BEACON: Bayesian Experimental design Acceleration with Conditional Normalizing flows $-$ a case study in optimal monitor well placement for CO$_2$ sequestration

TL;DR

The paper tackles the challenge of monitoring CO$_2$ plumes under uncertain reservoir properties by optimally placing a limited number of monitoring wells. It introduces BEACON, a Bayesian Experimental Design method that combines a conditional normalizing flow with a probabilistic well-density to maximize information gain, quantified as $EIG(M) = E_{p(y_k|M)}[ D_{KL}( p(x_k|y_k) || p(x_k) ) ]$, and integrates this within a Digital Twin framework for iterative plume updating.
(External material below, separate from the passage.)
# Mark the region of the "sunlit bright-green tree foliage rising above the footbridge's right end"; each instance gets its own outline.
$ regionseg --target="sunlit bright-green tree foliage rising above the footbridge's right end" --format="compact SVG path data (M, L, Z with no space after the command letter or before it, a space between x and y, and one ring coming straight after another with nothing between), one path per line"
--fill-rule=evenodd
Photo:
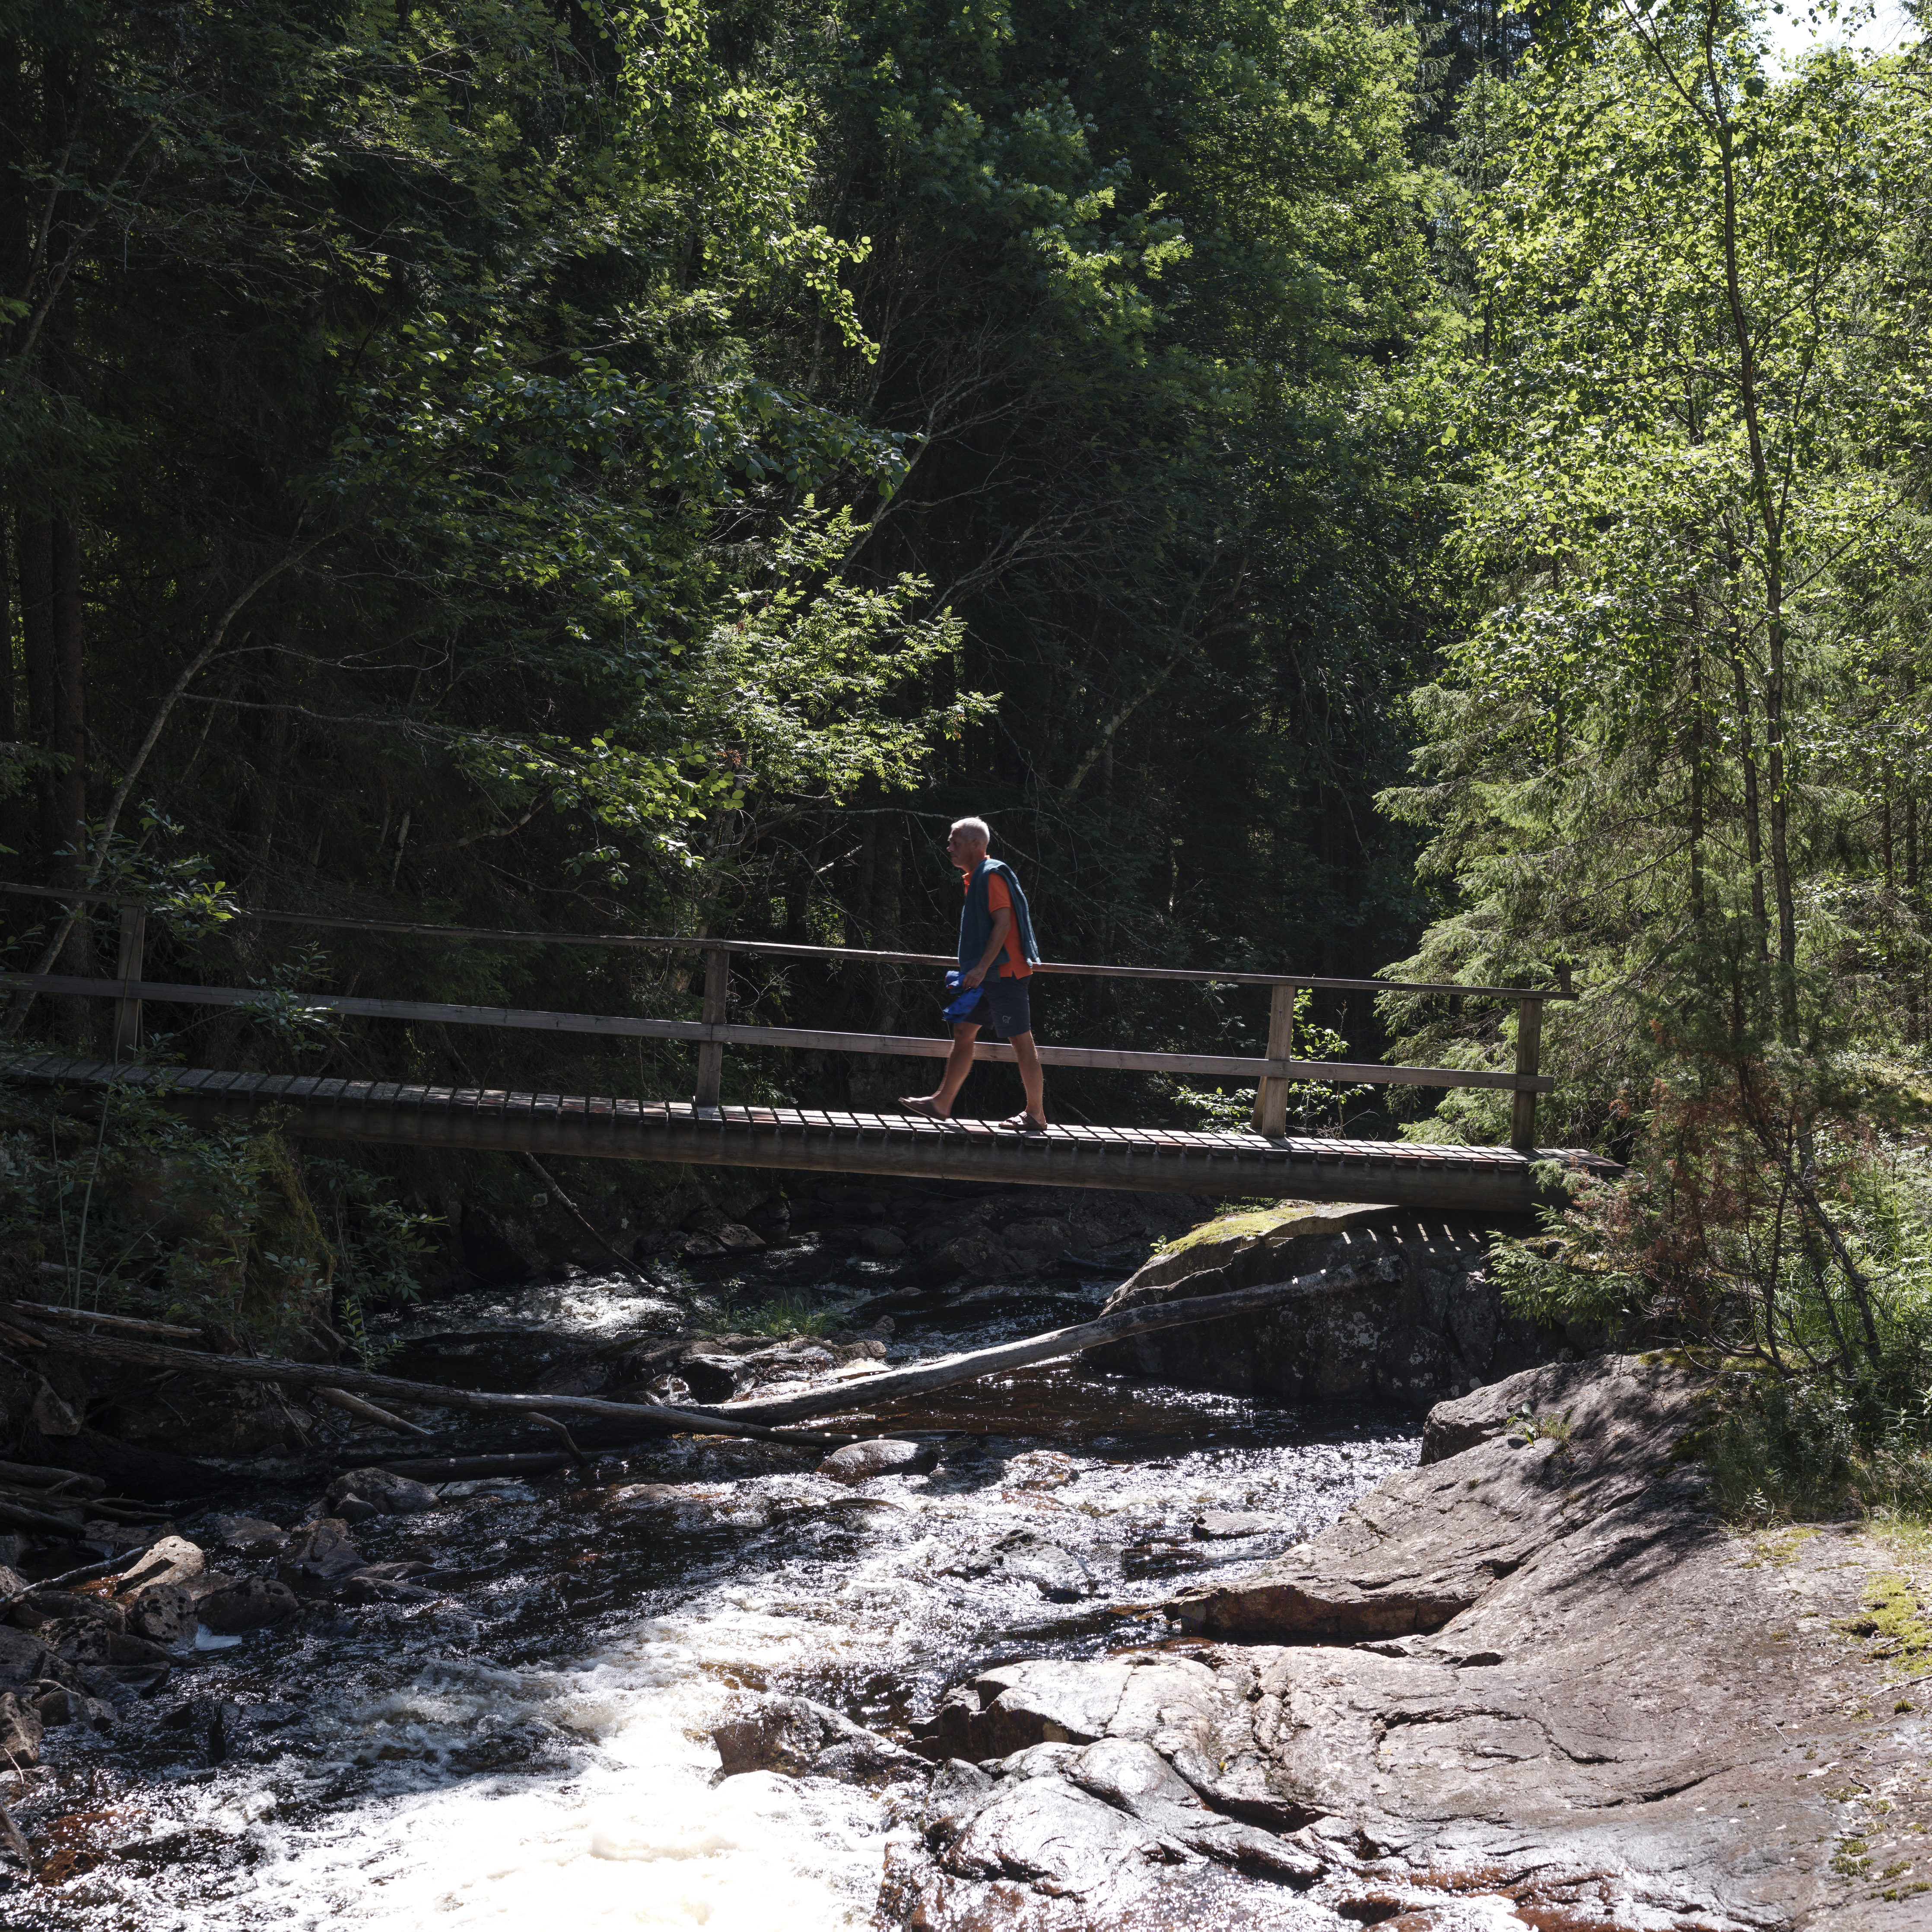
M1638 1107L1660 993L1793 1043L1822 978L1872 1039L1922 1037L1915 89L1830 52L1779 75L1710 0L1461 102L1430 394L1468 622L1410 699L1418 782L1383 798L1439 893L1391 972L1578 981L1548 1010L1549 1138ZM1511 1045L1507 1012L1385 1010L1405 1055ZM1493 1095L1443 1113L1499 1138Z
Training data are generated via fluid-flow solvers forecasting plume states, with corrupted observations and a budget-enforcing mask to simulate real-world constraints, yielding outputs: a density over optimal locations $\hat{\mathbf{w}}$ and an amortized generator $f_{\hat{\theta}}$. The approach scales to three-dimensional domains and is validated on a synthetic Compass permeability case, showing reduced posterior uncertainty and lower RMSE compared with random-well baselines across four iterative cycles, highlighting practical benefits for monitoring CO$_2$ sequestration projects.

Abstract

CO$_2$ sequestration is a crucial engineering solution for mitigating climate change. However, the uncertain nature of reservoir properties, necessitates rigorous monitoring of CO$_2$ plumes to prevent risks such as leakage, induced seismicity, or breaching licensed boundaries. To address this, project managers use borehole wells for direct CO$_2$ and pressure monitoring at specific locations. Given the high costs associated with drilling, it is crucial to strategically place a limited number of wells to ensure maximally effective monitoring within budgetary constraints. Our approach for selecting well locations integrates fluid-flow solvers for forecasting plume trajectories with generative neural networks for plume inference uncertainty. Our methodology is extensible to three-dimensional domains and is developed within a Bayesian framework for optimal experimental design, ensuring scalability and mathematical optimality. We use a realistic case study to verify these claims by demonstrating our method's application in a large scale domain and optimal performance as compared to baseline well placement.

Figures (2)

• Figure 1: BEACON workflow integrated to digital twin for CO$_2$ sequestration monitoring. The sequence starts with prior samples of the plumes that are passed through the fluid simulator to generate plume forecasts. These forecasts are used to define the training observations of both well observations and seismic images. After training the normalizing flow and finding the optimal well location density, we simulate a field observation $\mathbf{y}_k^{o}$ from the ground truth plume and sample from the amortized posterior. The posterior samples become the prior samples of the next iteration and the sequence continues.
• Figure 2: BEACON compared with random well placement baseline.